The majority of the media coverage about the hiring was positive.
The Atlantic's Molly Ball made a case Tuesday that the addition of Grenell to Team Romney is a watershed moment for Republican Party politics.
"The recent hiring of Richard Grenell, Mitt Romney's openly gay foreign-policy spokesman, represents a breakthrough in the world of Republican presidential campaigns. As an openly gay Republican in presidential politics, Grenell joins a small fraternity of out GOP staffers, instantly becoming the highest-profile of the band. His rise signals a remarkable new openness in a party often castigated for its social conservatism; in addition to being out, Grenell has waged some public battles for gay rights that contradict his new boss's own positions."
But most outlets said little or nothing about the hire until after the fact — and only after the American Family Association's Bryan Fischer attacked Romney for the new hire.
"This has all the appearances of a deliberate poke in the eye to the pro-family community, and a clumsy one at that," Fischer wrote, "coming right on the heels of endorsements from Richard Land of the Southern Baptist Convention, Robert Jeffress of First Baptist Dallas and the National Organization for Marriage, and right after the governor accepted an invitation to deliver the commencement address at Liberty University."
BuzzFeed's Ben Smith summarized Fischer's inflammatory rhetoric in an article published Saturday: "Bryan Fischer, the director of issue analysis for the Tupelo, Miss.-based American Family Association, is probably the most straightforwardly anti-gay Republican to appear regularly in the party's mainstream. He responded yesterday to Romney's decision to hire an openly-gay Richard Grenell by calling it a 'message to the pro-family community' of 'drop dead.’ ”
Here's a sampling from the chorus of media voices that chimed in with support for Grenell and Romney, and calls for civility after Fischer's comments:
Steve Clemons, an editor-at-large for The Atlantic, wrote an op-ed piece for the Huffington Post: "I have many differences with Romney, as well as Obama — but today, Romney gets a salute from me for hiring Grenell. One hopes that Romney stands strong — and stands by the competence and capacity of people like Grenell — and that we spend our time battling each other over issues that really matter to the nation."

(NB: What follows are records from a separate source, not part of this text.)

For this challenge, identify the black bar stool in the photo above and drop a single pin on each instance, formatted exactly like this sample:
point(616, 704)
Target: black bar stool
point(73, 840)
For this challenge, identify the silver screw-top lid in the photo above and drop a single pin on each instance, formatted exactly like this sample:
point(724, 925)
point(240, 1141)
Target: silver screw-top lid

Washington Post political blogger Jennifer Rubin: "It would be a positive thing for the (GOP) and our country if it was crystal clear there is no place in civil discourse for those fanning the flames of hatred toward gays and egging on fellow conservatives to discriminate against gays in hiring. Unfortunately, not everyone on the right agrees."

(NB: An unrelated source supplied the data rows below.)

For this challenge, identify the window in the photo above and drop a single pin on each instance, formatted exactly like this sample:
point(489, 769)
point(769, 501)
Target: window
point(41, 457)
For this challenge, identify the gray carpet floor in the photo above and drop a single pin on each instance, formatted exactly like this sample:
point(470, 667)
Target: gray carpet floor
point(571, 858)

Alana Goodman, in an op-ed piece for the conservative Jewish-centric Commentary Magazine: "I do hope that more conservatives come out in defense of Grenell. He seems like a strong addition to Romney’s team, with encouraging positions on human rights issues and Iran (based on a review of some of his recent columns). It is one thing to disagree with gay marriage, as both President Obama and Mitt Romney do. Bigotry and support for discriminatory hiring practices are a completely different story, and should be condemned by conservatives."
For Grenell, it's not just the religious right that is belaboring his hiring — Democrats and feminists are also chirping because of offensive tweets Grenell made about the appearance of liberals such as Hillary Rodham Clinton and Rachel Maddow.

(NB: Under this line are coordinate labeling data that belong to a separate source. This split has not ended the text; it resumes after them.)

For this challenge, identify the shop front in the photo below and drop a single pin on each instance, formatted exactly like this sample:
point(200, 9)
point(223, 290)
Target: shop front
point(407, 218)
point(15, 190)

"Grenell has had to scrub snarky tweets aimed at women — particularly Democrats and liberals," the Washington Post reported Tuesday. The feminist-friendly website Jezebel noted that between Friday and Sunday, the number of tweets in Grenell's Twitter account dropped from 7,577 to 6,759 — and included in the 800-plus purge were all the potentially offensive tweets about women and their appearances.
Grenell, 45, already possesses significant experience handling media relations for prominent Republican politicians. In addition to his seven years at the United Nations during the more recent Bush administration, he previously worked at separate times for House Speaker Newt Gingrich and then-Rep. Mark Sanford (who would go on to become the very infamous governor of South Carolina).